The most effective remediation is to enforce HTTPS with strict TLS configuration. Fiber supports TLS natively via the tls package. Below is a syntactically correct Go example showing how to configure a Fiber server to require HTTPS with modern TLS settings, which prevents attackers from decrypting or modifying intercepted traffic:
package main
import (
"log"
"github.com/gofiber/fiber/v2"
"github.com/gofiber/fiber/v2/middleware/logger"
)
func main() {
app := fiber.New(fiber.Config{
DisableStartupMessage: true,
})
app.Use(logger.New())
app.Get("/api/secure", func(c *fiber.Ctx) error {
return c.JSON(fiber.Map{
"message": "secure endpoint",
"status": "ok",
})
})
// TLS configuration with modern cipher suites and versions
cert := "cert.pem"
key := "key.pem"
log.Fatal(app.ListenTLS(":443", cert, key))
}
This code ensures all communication is encrypted. Even if an attacker performs ARP spoofing and intercepts packets, they cannot decrypt the TLS traffic without the server’s private key. To further harden the TLS configuration, you can customize the tls.Config:
package main
import (
"crypto/tls"
"log"
"github.com/gofiber/fiber/v2"
)
func main() {
app := fiber.New()
app.Get("/api/data", func(c *fiber.Ctx) error {
return c.SendString("sensitive data")
})
// Custom TLS config enforcing TLS 1.2 or 1.3 and strong cipher suites
tlsConfig := &tls.Config{
MinVersion: tls.VersionTLS12,
CipherSuites: []uint16{
tls.TLS_ECDHE_ECDSA_WITH_AES_256_GCM_SHA384,
tls.TLS_ECDHE_RSA_WITH_AES_256_GCM_SHA384,
tls.TLS_ECDHE_ECDSA_WITH_CHACHA20_POLY1305_SHA256,
tls.TLS_ECDHE_RSA_WITH_CHACHA20_POLY1305_SHA256,
tls.TLS_ECDHE_ECDSA_WITH_AES_128_GCM_SHA256,
tls.TLS_ECDHE_RSA_WITH_AES_128_GCM_SHA256,
},
PreferServerCipherSuites: true,
SessionTicketsDisabled: true, // mitigates ticket-based attacks
}
log.Fatal(app.ListenTLS(":443", "cert.pem", "key.pem", tlsConfig))
}
Additionally, implement HTTP Strict Transport Security (HSTS) to prevent downgrade attacks.

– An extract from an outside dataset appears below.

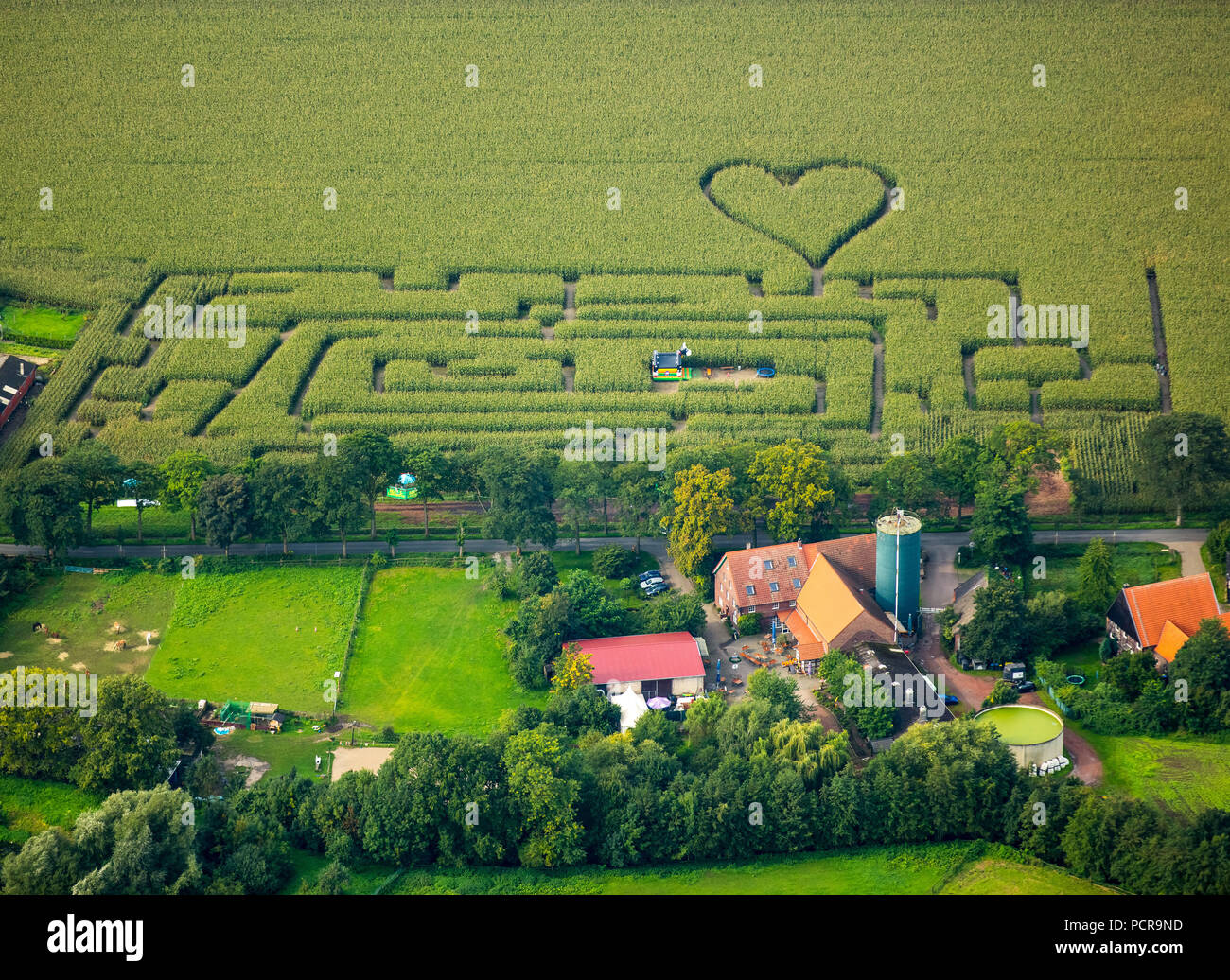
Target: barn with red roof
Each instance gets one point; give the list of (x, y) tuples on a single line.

Use Fiber’s middleware or add the header manually:
app.Use(func(c *fiber.Ctx) error {
c.Set("Strict-Transport-Security", "max-age=31536000; includeSubDomains; preload")
return c.Next()
})
For API clients communicating with your Fiber server, enforce certificate validation in Go to prevent accepting fraudulent certificates that an attacker might present after ARP spoofing and DNS manipulation:
package main
import (
"crypto/tls"
"fmt"
"io"
"net/http"
)
func main() {
// Create HTTP client that validates server certificate
client := &http.Client{
Transport: &http.Transport{
TLSClientConfig: &tls.Config{
MinVersion: tls.VersionTLS12,
// In production, use system roots; for custom CAs, append to pool
},
},
}
resp, err := client.Get("https://your-fiber-api.com/api/secure")
if err != nil {
fmt.Printf("request failed: %v\n", err)
return
}
defer resp.Body.Close()
body, _ := io.ReadAll(resp.Body)
fmt.Printf("response: %s\n", body)
}
While these measures do not stop ARP spoofing at the network layer, they ensure that intercepted traffic remains confidential and integral. Combine them with network-level defenses such as dynamic ARP inspection (DAI) on switches, port security, and VLAN segmentation to address the root cause. middleBrick’s scan can validate that your Fiber API enforces HTTPS and has proper TLS configuration, providing actionable feedback if encryption is weak or missing—directly supporting your defense-in-depth strategy against ARP spoofing-related MITM risks.